Peace is prerequisite for progress
A few decades back, politics used to generate a lot of interest. People used to look towards what the...
A few decades back, politics used to generate a lot of interest. People used to look towards what the politicians would say on various issues, what promises they would make and discuss their performance as well. But with technology growing in leaps and bounds, the debates have touched a new low, both in the legislative bodies and in the media.
One does not witness discussion any more. Its disruption and it appears that the participants are born disruptors. Even cacophony would be a very small word to describe the noise that is generated on every issue including subjects like national security.
In the late eighties, there used to be a small brigade in the legislatures for every party and they were known as shouting brigade who used to exercise their lung power in extreme situations. But today majority of the elected representatives belong to this brigade. During the discussions in the media, it is a virtual fight between the anchor and participants and they believe in accusing each other in the loudest possible tone and choicest epithets rather than the subject matter.

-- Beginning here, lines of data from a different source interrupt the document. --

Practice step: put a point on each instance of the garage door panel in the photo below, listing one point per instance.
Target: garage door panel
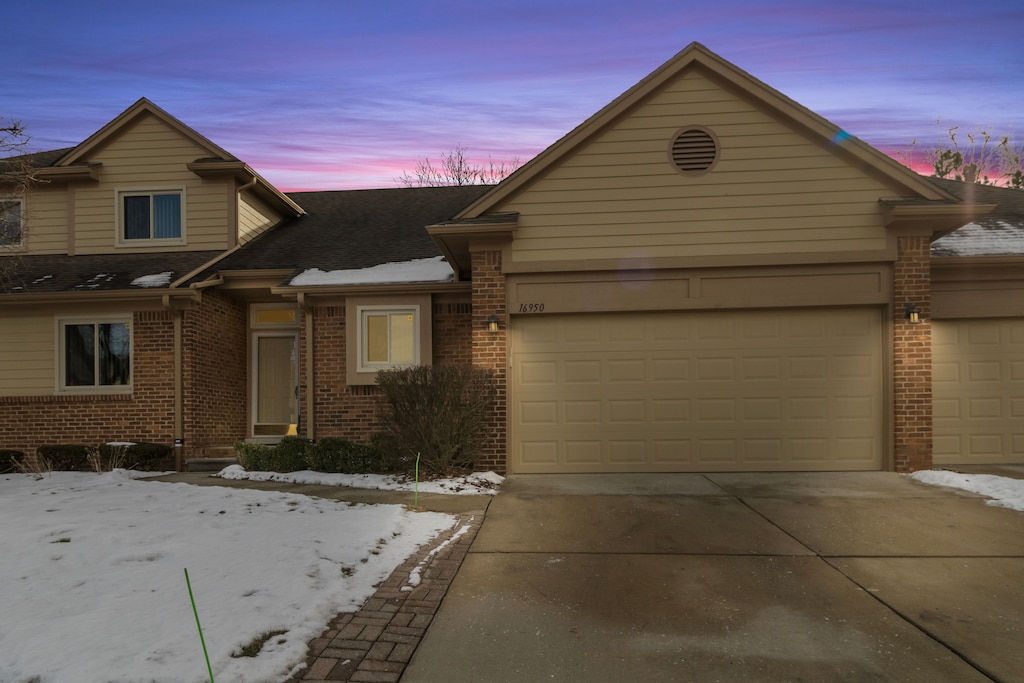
(757, 390)
(978, 389)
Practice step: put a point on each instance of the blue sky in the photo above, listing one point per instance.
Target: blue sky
(320, 94)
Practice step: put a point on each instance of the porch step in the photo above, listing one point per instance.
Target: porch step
(209, 464)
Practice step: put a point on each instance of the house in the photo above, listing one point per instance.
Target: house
(705, 275)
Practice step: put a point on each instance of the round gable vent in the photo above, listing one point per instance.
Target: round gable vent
(694, 151)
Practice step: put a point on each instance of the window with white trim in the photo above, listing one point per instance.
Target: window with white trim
(95, 354)
(11, 221)
(388, 337)
(151, 216)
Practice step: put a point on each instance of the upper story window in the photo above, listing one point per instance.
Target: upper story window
(11, 228)
(151, 215)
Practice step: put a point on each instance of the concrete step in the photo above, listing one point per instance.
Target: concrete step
(209, 464)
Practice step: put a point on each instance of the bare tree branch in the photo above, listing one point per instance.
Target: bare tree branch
(981, 158)
(455, 168)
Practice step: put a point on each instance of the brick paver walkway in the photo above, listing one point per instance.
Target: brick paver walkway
(376, 643)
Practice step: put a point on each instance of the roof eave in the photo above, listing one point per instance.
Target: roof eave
(455, 239)
(146, 295)
(334, 291)
(936, 218)
(245, 174)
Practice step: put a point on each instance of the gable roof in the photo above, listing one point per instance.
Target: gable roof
(141, 107)
(58, 273)
(215, 160)
(999, 232)
(728, 76)
(351, 229)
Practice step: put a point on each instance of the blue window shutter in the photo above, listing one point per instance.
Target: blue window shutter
(136, 217)
(166, 216)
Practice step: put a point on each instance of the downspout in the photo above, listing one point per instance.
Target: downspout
(307, 319)
(179, 428)
(178, 374)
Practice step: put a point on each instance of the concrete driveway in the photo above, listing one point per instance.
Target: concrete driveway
(837, 577)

The Vice President of India M Venkaiah Naidu who is a very seasoned politician and a great orator had rightly pointed out from international forum University of Peace, San Jose, Costa Rica on March 8 that the 21st century has been described as a paradoxical epoch that is at once full of hope for peaceful co-existence but is also full of possibilities of conflict.
But the world is filled with bitterness and some distortions and erroneous perceptions are gaining around. He said that one should guard against the aberrations that have tended to creep in the society. Ill-informed opinions and attitudes need to be altered through wider dissemination of the real significance of the tents of great people like Swami Vivekananda.
If one thinks that the aberrations will be corrected by opting for one party or the other, it would never happen because there is no maturity even among the politicians since the criteria to be a public representative depend on various factors more than their ability of governance. Votes are sought in the name of caste and parties feel that fielding a person of a particular caste which is predominant in a particular constituency would help them get votes.
People also say, 'yes let us vote for him because he is our man'. But then once they get elected, there is no trace of these leaders working for changing the conditions of those who voted for him. And the cycle of seeking votes on basis of caste continues. The voters don't even ask him for his progress card. They never question him as to how many times he spoke in the legislative bodies about their issues and why he failed to fulfill the promises he had made and ask him about his plans for the next five years.
To quote the Vice President, the key ingredients of good governance are meaningful dialogue with the people and their active participation. This is also the essence of the democracy where the voice of people finds the best articulation. India has a long history of grassroot level village organisations called Sabhas and Samitis and associations. These are fora of grassroot level democracy.
Strengthening these fora of discussion, debate and incorporation of the voice of people in policy making creates a favourable environment for peace to thrive. Simultaneously, enforcing the rule of law, creating speedy objective systems of judicial redressal can enhance public satisfaction and reduce conflicts. Credible elections can reinforce the faith of public at large in democratic institutions and convince them that the ballot is more powerful than the bullet.
Peace is synonymous with development and civilised existence and is the basic prerequisite for progress. But unfortunately, this time particularly in the two Telugu States, all out efforts are on to see that peace is disturbed to satisfy the ego of the leaders who want to come to power and those who want to retain power.